Approach for receiving large amount of messages per second

Hey,

I try to set up logstash to receive a large number of UDP messages per second, up to may be 50k. Currently, for my test setup, logstash and elasticsearch is installed on my local machine (i5-4590S, 16gb RAM) and gets messages from 3 different VMs on 3 different ports through UDP messages.

The UDP messages contain one of 6 different log messages which get parsed by one of 6 config files with the use of grok patterns.

I start logstash with -w 16 and -b 1564. However, the messages I receive in elasticsearch cap out at 5.6k messages/second without any filters applied. With filters, they capout at about 4.8k. CPU usage on all cores is around 50 to 80% and memory usage is only 4.3gb out of my 16gb.

What do you guys think would be the best approach to handle that many messages/second with ELK?

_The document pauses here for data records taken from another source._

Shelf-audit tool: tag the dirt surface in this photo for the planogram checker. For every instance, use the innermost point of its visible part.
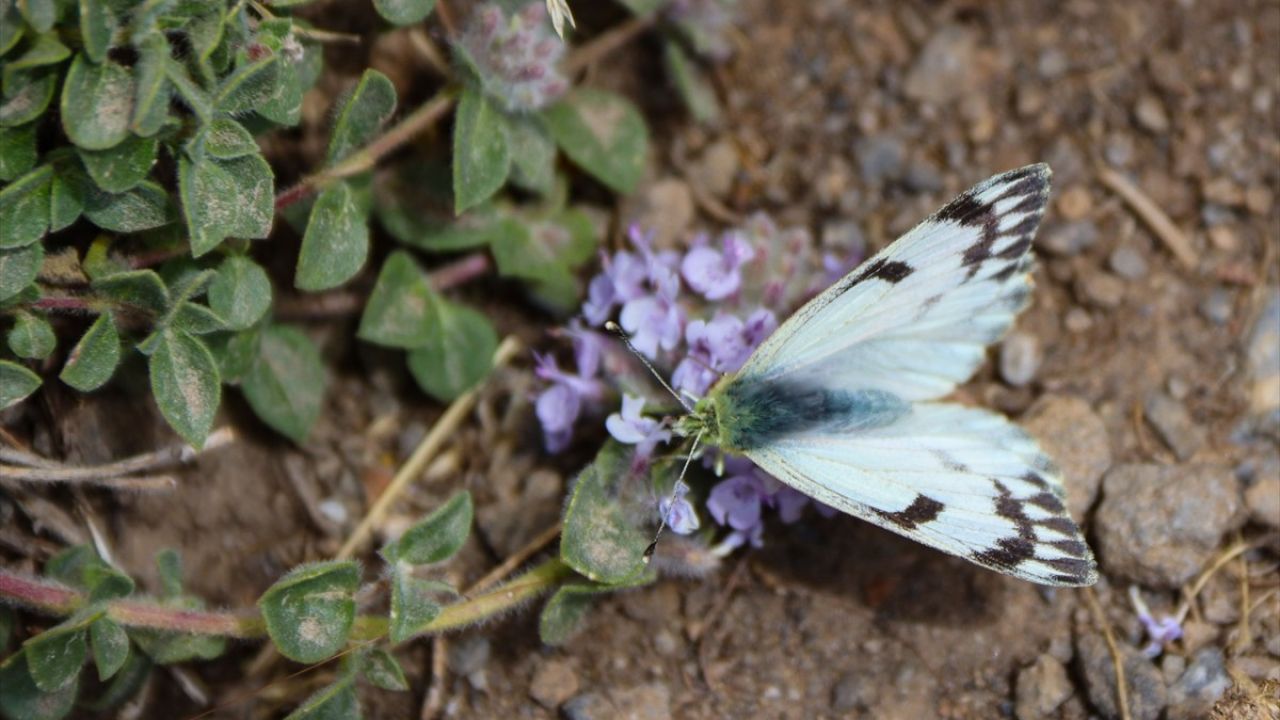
(854, 121)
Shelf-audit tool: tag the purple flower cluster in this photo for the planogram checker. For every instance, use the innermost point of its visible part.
(661, 299)
(516, 58)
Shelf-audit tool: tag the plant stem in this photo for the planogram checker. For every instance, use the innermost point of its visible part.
(51, 598)
(368, 156)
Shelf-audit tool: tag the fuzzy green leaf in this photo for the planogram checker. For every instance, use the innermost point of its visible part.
(16, 383)
(309, 613)
(434, 538)
(481, 159)
(371, 103)
(97, 103)
(22, 700)
(31, 337)
(241, 294)
(24, 208)
(94, 359)
(603, 133)
(186, 384)
(18, 268)
(458, 352)
(599, 540)
(336, 244)
(110, 646)
(17, 150)
(403, 12)
(286, 383)
(382, 669)
(401, 309)
(123, 167)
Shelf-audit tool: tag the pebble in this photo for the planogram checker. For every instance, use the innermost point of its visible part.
(1200, 686)
(880, 158)
(1077, 438)
(1041, 689)
(1019, 358)
(1070, 238)
(1161, 524)
(1128, 263)
(1147, 692)
(1174, 425)
(553, 683)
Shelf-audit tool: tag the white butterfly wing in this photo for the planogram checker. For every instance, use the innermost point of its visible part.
(959, 479)
(917, 318)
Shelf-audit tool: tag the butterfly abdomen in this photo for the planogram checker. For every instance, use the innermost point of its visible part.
(754, 411)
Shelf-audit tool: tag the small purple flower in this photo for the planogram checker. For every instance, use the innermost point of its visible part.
(632, 428)
(717, 274)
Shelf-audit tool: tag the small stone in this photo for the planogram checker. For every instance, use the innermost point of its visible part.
(1128, 263)
(1070, 238)
(1200, 686)
(1174, 425)
(553, 683)
(1019, 358)
(1077, 438)
(1102, 290)
(1075, 203)
(1146, 687)
(1160, 524)
(880, 158)
(1041, 689)
(1264, 501)
(1151, 114)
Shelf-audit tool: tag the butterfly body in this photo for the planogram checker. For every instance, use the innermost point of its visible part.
(841, 400)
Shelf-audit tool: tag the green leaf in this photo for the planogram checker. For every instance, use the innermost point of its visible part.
(247, 87)
(599, 540)
(17, 150)
(97, 26)
(309, 613)
(370, 105)
(123, 167)
(110, 646)
(27, 95)
(31, 337)
(562, 616)
(97, 103)
(411, 604)
(225, 139)
(225, 199)
(603, 133)
(401, 309)
(140, 209)
(241, 294)
(56, 655)
(437, 537)
(22, 700)
(333, 702)
(94, 359)
(186, 384)
(286, 383)
(16, 383)
(480, 155)
(24, 208)
(533, 154)
(337, 240)
(458, 352)
(382, 669)
(403, 12)
(18, 268)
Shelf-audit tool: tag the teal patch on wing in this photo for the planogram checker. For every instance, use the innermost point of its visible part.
(754, 413)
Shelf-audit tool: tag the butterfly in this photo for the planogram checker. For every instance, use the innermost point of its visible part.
(841, 401)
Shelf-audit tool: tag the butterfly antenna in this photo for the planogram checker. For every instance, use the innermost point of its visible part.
(671, 499)
(626, 340)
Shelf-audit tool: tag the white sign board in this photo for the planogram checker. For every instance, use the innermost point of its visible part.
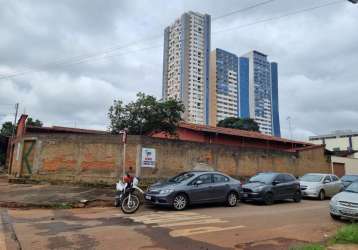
(148, 157)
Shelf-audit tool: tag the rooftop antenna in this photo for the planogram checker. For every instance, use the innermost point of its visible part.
(289, 125)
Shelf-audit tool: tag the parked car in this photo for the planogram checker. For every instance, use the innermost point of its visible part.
(345, 204)
(320, 186)
(348, 179)
(195, 187)
(269, 187)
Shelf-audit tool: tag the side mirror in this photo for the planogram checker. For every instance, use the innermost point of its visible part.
(198, 182)
(275, 182)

You're only talking about the Logstash part of the equation here. How many data nodes do you have in your Elasticsearch instance? Elasticsearch was meant to scale horizontally. More nodes = faster data ingest. You may just be saturating your existing n node cluster's ingest rate. Ways to improve this without adding nodes would be to increase disk I/O by using SSDs, or RAID-0 SSDs. At the end of the day, though, nothing will replace horizontal scaling.

I usually running a single node in my ES instance which I gave up to 8gb of ram. But I was trying with up to 4 additional nodes and varying memory allocations. Best performance so far was with that single node and 8g though.
I will test horizontal scaling soon but as I currently only work on my local machine, I thought it would be nice to see how far it could get and how to approach that target in the best way.

Referring to the kopf plugin, the avg load is on the limit with its 1 minute average of 4.55. CPU disk and heap in kopf is pretty low though.